October 2008 marks the fiftieth anniversary of the night that immortalized the name of Oliver R. Smoot. In 1958, Smoot was a freshman at M.I.T. and a pledge in the Lambda Chi Alpha fraternity. On the evening of October 4, Smoot's fraternity brothers decided that he had the right height (5 feet, 7 inches) and the right name to serve as a human yardstick for measuring the Massachusetts Avenue Bridge between Cambridge and Boston. Over and over the brothers of LXA tumbled Oliver Smoot. When the night was over, Lambda Chi Alpha triumphantly declared that the Mass. Ave. Bridge spanned 364.4 Smoots, plus or minus one ear.
After graduating from M.I.T., Smoot literally set high standards. He earned a law degree at Georgetown. Smoot went on to serve not only as president of the International Organization for Standardization (ISO), but also as chairman of the American National Standards Institute (ANSI). Upon his recent retirement from ANSI, Smoot gave lengthy interviews to his alma mater, the Washington Post, and National Public Radio.
The Smoot is now a unit of measurement corresponding to 67 inches, or 170.18 centimeters en système métrique.

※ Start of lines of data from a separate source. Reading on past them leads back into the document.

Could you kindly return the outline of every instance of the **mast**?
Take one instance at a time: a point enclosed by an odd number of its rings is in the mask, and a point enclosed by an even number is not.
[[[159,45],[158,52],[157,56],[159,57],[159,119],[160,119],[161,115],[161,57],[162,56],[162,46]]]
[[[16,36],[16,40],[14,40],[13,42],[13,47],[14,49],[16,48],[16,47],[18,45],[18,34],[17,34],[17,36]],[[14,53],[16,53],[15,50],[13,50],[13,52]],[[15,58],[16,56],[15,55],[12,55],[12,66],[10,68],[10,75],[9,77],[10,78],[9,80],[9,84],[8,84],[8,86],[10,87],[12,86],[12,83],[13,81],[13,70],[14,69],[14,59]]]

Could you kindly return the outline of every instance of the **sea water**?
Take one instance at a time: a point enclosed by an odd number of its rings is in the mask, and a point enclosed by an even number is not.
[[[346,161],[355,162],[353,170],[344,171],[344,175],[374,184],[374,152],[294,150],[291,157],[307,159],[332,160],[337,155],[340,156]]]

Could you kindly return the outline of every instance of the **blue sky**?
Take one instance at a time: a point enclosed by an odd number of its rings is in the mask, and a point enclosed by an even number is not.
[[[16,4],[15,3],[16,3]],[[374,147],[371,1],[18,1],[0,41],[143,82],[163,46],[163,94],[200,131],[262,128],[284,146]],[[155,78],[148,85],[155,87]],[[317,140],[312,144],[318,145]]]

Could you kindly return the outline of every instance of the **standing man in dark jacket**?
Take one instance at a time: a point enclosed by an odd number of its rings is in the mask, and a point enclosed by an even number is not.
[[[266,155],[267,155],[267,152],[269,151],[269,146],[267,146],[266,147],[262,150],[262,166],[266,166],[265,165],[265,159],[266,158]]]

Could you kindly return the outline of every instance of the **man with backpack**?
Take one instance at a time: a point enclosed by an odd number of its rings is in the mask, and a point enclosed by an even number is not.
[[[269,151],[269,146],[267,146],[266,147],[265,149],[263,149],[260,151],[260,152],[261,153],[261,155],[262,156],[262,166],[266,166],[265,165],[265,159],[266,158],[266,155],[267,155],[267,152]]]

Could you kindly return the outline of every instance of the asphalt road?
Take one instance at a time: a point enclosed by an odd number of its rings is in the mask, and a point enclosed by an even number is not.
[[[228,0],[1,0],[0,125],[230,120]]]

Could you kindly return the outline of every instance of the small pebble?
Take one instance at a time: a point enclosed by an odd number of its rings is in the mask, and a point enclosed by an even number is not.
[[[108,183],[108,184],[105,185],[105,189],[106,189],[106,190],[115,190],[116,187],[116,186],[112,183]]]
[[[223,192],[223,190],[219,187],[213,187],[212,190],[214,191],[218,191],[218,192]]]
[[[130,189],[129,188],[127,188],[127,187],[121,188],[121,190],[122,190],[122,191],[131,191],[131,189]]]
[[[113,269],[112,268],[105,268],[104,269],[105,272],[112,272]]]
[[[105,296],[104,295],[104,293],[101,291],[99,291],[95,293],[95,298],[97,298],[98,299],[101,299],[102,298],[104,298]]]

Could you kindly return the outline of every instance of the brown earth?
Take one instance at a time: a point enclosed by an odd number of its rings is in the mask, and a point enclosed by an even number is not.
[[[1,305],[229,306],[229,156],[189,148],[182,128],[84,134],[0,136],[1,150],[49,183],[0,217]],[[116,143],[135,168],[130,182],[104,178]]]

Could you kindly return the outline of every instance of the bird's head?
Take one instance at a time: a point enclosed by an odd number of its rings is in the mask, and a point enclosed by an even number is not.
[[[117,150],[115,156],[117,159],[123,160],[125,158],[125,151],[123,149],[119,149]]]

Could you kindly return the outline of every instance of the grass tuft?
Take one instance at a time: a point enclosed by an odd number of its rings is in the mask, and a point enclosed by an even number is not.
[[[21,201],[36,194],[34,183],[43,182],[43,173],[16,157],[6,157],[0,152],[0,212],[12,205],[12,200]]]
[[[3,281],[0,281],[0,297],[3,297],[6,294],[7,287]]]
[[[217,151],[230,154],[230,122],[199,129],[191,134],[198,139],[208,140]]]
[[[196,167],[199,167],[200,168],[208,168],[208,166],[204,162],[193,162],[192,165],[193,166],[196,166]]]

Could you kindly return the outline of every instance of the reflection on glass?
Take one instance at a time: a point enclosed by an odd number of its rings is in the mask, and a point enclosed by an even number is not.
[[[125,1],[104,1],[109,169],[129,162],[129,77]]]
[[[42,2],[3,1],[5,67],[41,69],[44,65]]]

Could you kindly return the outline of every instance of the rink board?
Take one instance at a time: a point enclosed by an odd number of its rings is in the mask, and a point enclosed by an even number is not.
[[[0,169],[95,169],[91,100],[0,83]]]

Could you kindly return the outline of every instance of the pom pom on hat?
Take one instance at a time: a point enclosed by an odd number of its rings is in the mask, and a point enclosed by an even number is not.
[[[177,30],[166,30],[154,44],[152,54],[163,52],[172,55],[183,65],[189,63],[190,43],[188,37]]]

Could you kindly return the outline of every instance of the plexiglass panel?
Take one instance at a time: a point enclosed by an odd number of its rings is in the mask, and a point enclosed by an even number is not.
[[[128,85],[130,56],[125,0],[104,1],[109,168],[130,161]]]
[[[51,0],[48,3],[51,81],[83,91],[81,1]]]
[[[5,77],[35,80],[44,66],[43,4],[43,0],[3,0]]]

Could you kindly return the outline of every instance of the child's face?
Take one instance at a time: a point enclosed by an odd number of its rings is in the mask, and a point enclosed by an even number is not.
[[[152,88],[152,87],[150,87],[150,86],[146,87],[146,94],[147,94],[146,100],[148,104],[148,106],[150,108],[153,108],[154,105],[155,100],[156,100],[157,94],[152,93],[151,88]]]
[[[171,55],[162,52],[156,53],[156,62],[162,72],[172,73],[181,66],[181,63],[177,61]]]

Google Calculator and Google Earth offer users the option of calculating distances in Smoots. Just remember that 10 feet equals 1.79104478 Smoots.
Here's why Smoot matters to education:Oliver Smoot's long, restless night in October 1958 made his name synonymous with the student as a unit of measurement. His fraternity brothers envisioned the measurement in question solely in terms of distance. They can be forgiven for their shortsightedness; they were merely engineers, after all, not lawyers, let alone full-time educators or academic administrators. A little bit of visionary academic leadership readily transforms the Smoot into a unit of financial measurement.
The Massachusetts Institute of Technology has never confirmed or denied my suspicion, but I imagine that young Oliver Smoot paid full fare to attend M.I.T. In financial rather than spatial terms, a year's tuition equals one Smoot. To be sure, the precise measure of a Smoot varies locally — public in-state tuition, public out-of-state tuition, and private tuition notoriously and dramatically vary. But from the student's perspective, a Smoot is a Smoot. One Smoot represents the amount, net of grant-based financial aid but not of student debt, that a student must pay her or his school for one year's instruction.
It turns out that the Smoot is an extraordinarily powerful measure of academic finance. Schools can best honor their obligation to their true constituents — the people who pay for the entire educational apparatus and experience — by measuring, and (ideally) justifying, their expenditures according to how many students must pay full tuition in order to finance a particular item of spending. At the University of Louisville School of Law, for instance, a single in-state Smoot can fund the nonsalary portion of the budget of the career services office. If supplemented by a student technology fee and a modest budgetary allocation from the University of Louisville's central budget, two Smoots will cover the Law School's ordinary technology needs for a year. Three Smoots will give every willing student at the Law School the chance to take part in an intercollegiate moot court competition. A full year's expert instruction, in the form of a tenure-track or tenured professor, costs anywhere between five and ten Smoots. And so on.
Despite their legendary competitiveness, law students rarely if ever flip their junior counterparts end over end simply to make an intellectual point. But like their counterparts in engineering, nursing, medicine, business, music, and the liberal arts, law students do pay tuition. I promise to run this Law School on the same basis my students pay for their education: One Smoot at a time.